You either call him out, or you ignore the fact that he's been banned ten times previously for trolling and allow him to continue posting shite. Difficult choice...
Gents are we not veering into the bullying zone with Grundon the Bianchi? though it is very funny.
he's clearly got problems .
You either call him out, or you ignore the fact that he's been banned ten times previously for trolling and allow him to continue posting shite. Difficult choice...
to be honest I can just scan past mostly. Apart from when he's posting dangerous BS.
I have Barberini(?) one at the moment and it does a fair job. It was £5.99 from Merlin, so, to the OP, if they like it, suggest just getting another one?
It's a shame from a waste perspective, but is the Park one 5x better?
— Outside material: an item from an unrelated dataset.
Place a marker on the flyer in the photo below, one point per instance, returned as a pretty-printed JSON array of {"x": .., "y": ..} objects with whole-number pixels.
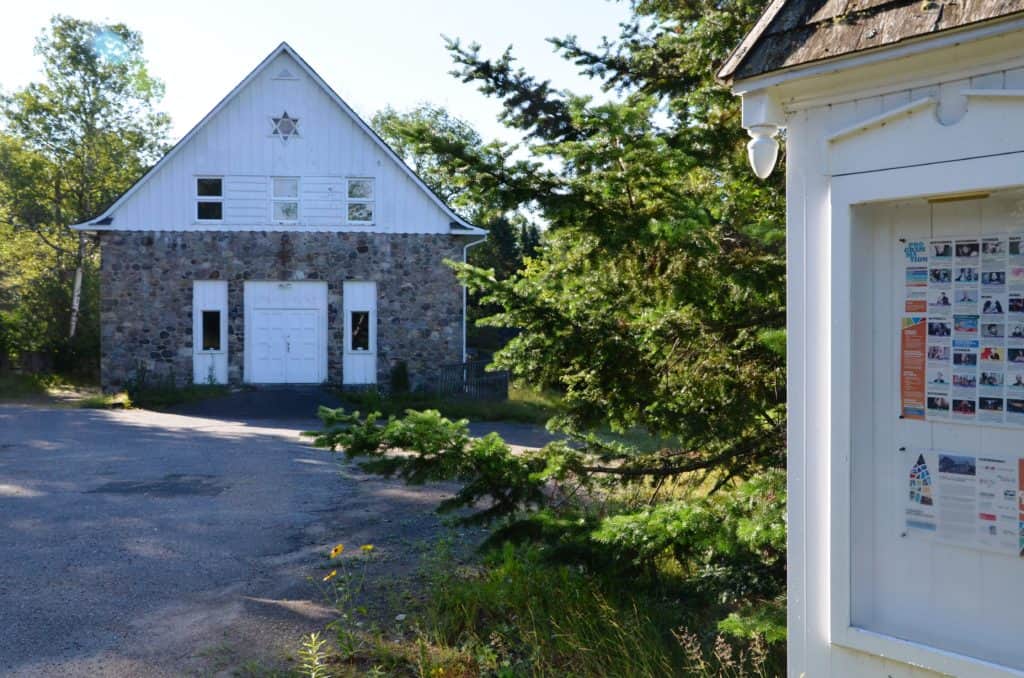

Or will it last 5x longer? It may well do, they are supposed to be good and if you're minted there's a metal bodied one too.
I actually don't want my rotating brushes to do too deep a clean, as my chain is only 4mths old, so the Barbieri(?) one is good for getting the exterior worst off but, hopefully, not much more.
I'll take the chain off after the winter/wet season ends (say May-ish?) and degrease completely, then either hot wax it or some other lube (Smoove maybe).
I have another chain, still with Shimano's lard all over it, ready to go on while I clean the first one. I'd put it on now as it's a better chain, but round my way there's lots of muddy, sandy, gritty trails just waiting to jump into my drivetrain.
ATM after cleaning I have choice of chainsaw lube, or Pedro's Synlube. The Pedro's has been good so far, will try the chainsaw lube next just t see. If it's rubbish it'll solely go on the actual chainsaw.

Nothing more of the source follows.